Parece então que nos estamos a deixar governar por esta inteligência capaz de gerar os seus próprios seguidores. Já vimos isto acontecer, há e durante muitos séculos, em moldes diferentes. Dizem-nos agora que devemos confiar nestas novas tecnologias, que elas saberão o que é melhor para nós, que elas tomarão as melhores decisões por nós; afinal, são inteligentes.

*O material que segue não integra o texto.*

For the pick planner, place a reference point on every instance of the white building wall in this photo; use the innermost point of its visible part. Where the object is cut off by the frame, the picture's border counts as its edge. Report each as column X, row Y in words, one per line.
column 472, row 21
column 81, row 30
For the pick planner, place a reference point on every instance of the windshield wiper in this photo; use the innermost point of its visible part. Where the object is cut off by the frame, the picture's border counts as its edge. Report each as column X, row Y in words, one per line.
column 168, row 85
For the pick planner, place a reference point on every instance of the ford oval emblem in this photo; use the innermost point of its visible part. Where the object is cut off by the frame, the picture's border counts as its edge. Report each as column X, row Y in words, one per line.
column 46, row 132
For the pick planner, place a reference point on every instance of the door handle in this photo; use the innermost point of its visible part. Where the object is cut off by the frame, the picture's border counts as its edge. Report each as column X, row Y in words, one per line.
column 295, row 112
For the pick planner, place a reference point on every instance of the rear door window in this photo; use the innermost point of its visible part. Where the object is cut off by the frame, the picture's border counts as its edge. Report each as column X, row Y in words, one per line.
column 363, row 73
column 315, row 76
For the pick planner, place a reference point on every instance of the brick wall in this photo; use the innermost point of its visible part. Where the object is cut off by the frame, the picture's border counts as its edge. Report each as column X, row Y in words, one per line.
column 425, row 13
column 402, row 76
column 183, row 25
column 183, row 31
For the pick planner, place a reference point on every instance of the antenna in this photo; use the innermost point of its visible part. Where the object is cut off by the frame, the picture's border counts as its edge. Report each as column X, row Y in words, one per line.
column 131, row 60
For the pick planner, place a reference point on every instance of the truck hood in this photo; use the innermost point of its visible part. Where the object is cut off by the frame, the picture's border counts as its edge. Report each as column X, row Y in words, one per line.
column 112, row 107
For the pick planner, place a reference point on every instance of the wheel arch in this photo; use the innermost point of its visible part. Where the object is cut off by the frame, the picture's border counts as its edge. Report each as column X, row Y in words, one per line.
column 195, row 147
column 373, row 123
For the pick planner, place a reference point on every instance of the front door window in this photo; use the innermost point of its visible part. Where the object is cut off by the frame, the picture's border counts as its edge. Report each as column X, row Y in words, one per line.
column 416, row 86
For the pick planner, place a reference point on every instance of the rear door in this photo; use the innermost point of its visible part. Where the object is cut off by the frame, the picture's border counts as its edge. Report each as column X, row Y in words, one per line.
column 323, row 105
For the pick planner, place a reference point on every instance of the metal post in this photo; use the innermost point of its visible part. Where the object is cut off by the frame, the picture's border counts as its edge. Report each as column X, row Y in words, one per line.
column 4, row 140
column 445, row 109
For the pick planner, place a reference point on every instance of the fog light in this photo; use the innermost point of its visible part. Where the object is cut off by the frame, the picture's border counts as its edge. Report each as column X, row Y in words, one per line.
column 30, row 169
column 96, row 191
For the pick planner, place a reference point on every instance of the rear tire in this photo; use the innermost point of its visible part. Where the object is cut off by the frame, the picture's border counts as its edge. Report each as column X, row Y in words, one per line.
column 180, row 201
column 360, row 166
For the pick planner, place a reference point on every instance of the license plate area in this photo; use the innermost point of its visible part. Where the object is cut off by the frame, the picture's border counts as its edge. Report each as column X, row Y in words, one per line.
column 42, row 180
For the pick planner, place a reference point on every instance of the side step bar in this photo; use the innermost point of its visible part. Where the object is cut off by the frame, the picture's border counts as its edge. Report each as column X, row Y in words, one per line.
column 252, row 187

Um dos exemplos que fui acompanhando durante o ano de 2018 diz respeito ao célebre, porém infame, artigo 13º. Nesta proposta de alteração à diretiva de direitos autorais, emergem frases memoráveis de tão vagas que são. É-nos dito que, aparentemente, os gigantes da internet (ou “prestadores de serviços da sociedade da informação que armazenam e facultam ao público acesso a grandes quantidades de obras”, se preferirem) devem adotar medidas de filtragem automática de conteúdo. Dizem-nos ainda que “essas medidas, tais como o uso de tecnologias efetivas de reconhecimento de conteúdos, devem ser adequadas e proporcionadas.”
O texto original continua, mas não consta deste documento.